O último homem

O Último Homem’ (Der Letzte Mensch) é uma expressão usada por Friedrich Nietzsche (1944-1900), em ‘Assim falava Zaratustra‘, para designar a extinção iminente da transcendência humana. Representa o estado passivo do niilismo, no qual o homem não desejará nada mais além do bem-estar, da segurança, e se alegrará com sua própria falta de ambição. Por que lembrei desse oposto da famosa figura do ‘Super-homem’ (Übermensch) também criada pelo filósofo alemão, no mesmo livro, aquela que possui “vontade de força e elevação”? Porque li um artigo pedagógico e genial que poderia ser filosófico, mas foi escrito há quase dez anos de maneira vulgar e prosaica por um médico pernambucano que, falando sobre a nossa saúde, descreve perfeitamente o “último homem”. 

Edward Munch (1863-1944) Retrato do filósofo Friedrich Nietzsche, Óleo sobre tela (1906). Galeria Thielska, Estocolmo.

Não sou especialista. Li apenas poucos livros de Nietzsche na juventude e alguns nos anos 1980, que orientaram minha vida e influenciaram o trabalho de crítica, sobretudo de curadoria. A partir de então, tento segui-lo no sentido mesmo que ele dá a esta ação: “seguindo-me a mim mesma”, ou seja, “criando-me uma liberdade”.
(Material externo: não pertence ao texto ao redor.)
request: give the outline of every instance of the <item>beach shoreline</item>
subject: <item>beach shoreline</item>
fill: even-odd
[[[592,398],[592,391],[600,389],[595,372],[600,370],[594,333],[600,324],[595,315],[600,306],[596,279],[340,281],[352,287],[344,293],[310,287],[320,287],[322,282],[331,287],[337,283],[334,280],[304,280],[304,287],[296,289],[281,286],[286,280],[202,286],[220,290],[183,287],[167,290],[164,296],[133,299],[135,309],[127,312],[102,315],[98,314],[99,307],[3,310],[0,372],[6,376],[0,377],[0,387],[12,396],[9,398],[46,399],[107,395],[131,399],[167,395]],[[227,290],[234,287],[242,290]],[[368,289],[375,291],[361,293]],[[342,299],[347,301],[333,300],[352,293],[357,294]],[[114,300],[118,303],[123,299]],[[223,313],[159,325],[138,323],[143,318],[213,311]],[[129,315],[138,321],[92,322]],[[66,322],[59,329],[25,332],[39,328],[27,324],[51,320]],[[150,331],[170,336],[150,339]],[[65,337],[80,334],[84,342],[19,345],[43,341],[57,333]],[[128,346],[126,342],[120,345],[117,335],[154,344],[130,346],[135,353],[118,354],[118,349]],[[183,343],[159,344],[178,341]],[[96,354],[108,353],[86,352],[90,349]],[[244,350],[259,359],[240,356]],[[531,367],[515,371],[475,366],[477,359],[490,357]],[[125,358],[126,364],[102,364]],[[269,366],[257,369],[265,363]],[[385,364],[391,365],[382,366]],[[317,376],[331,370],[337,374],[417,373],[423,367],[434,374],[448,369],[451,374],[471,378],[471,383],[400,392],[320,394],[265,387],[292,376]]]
Na verdade, trata-se de um programa existencial para a vida inteira. Porque Nietzsche não é aquele mestre autoritário. Ele é um exemplo, como os da filosofia clássica, para os quais filosofar não significava expor ideias, escrever livros ou tagarelar, mas induzir a uma “vida filosófica” e criar uma existência coerente com o que somos e acreditamos. Nietzsche elogiava uma virtude, cujo nome se conhece pouco e quase não é citado, sobretudo no Brasil. A virtude é a probidade, a saber: honestidade escrupulosa. Levar uma vida honrada, é isso que se pode depreender de sua obra. O que está bem longe, é claro, de qualquer “moralismo bem-pensante”, a tal da “moralina” que Nietzsche mesmo inventou.

Talvez eu nunca tivesse lido este filósofo, não fosse a armadilha em que caí na infância. Naquela época, eu costumava fuçar os livros na biblioteca de nossa mãe, menos por interesse literário do que para achar os volumes proibidos para a minha idade, sendo que o máximo que podia encontrar era O Amante de Lady Chatterley, a novela escrita por D. H. Lawrence em 1928, e alguns livros do americano Henry Miller (1891- 1980) como Sexus, Plexus, Nexus ou Trópico de Câncer, em inglês, que imediatamente ela colocava fora do meu alcance.

Desse modo, um dia, antes de ir ao cabeleireiro, ela ameaçou:

– Há certos livros que não são apropriados para crianças. Um deles chama-se Assim falava Zaratustra, de um autor que você está proibida de ler e que, por esta razão, encontra-se na parte mais alta da biblioteca. Faça o favor de se contentar apenas com os títulos que deixei nas prateleiras de baixo. E se me desobedecer, já sabe…  deixo você e seu irmão com a governanta e não volto mais!

‘Para pensar bem é preciso fugir da universidade’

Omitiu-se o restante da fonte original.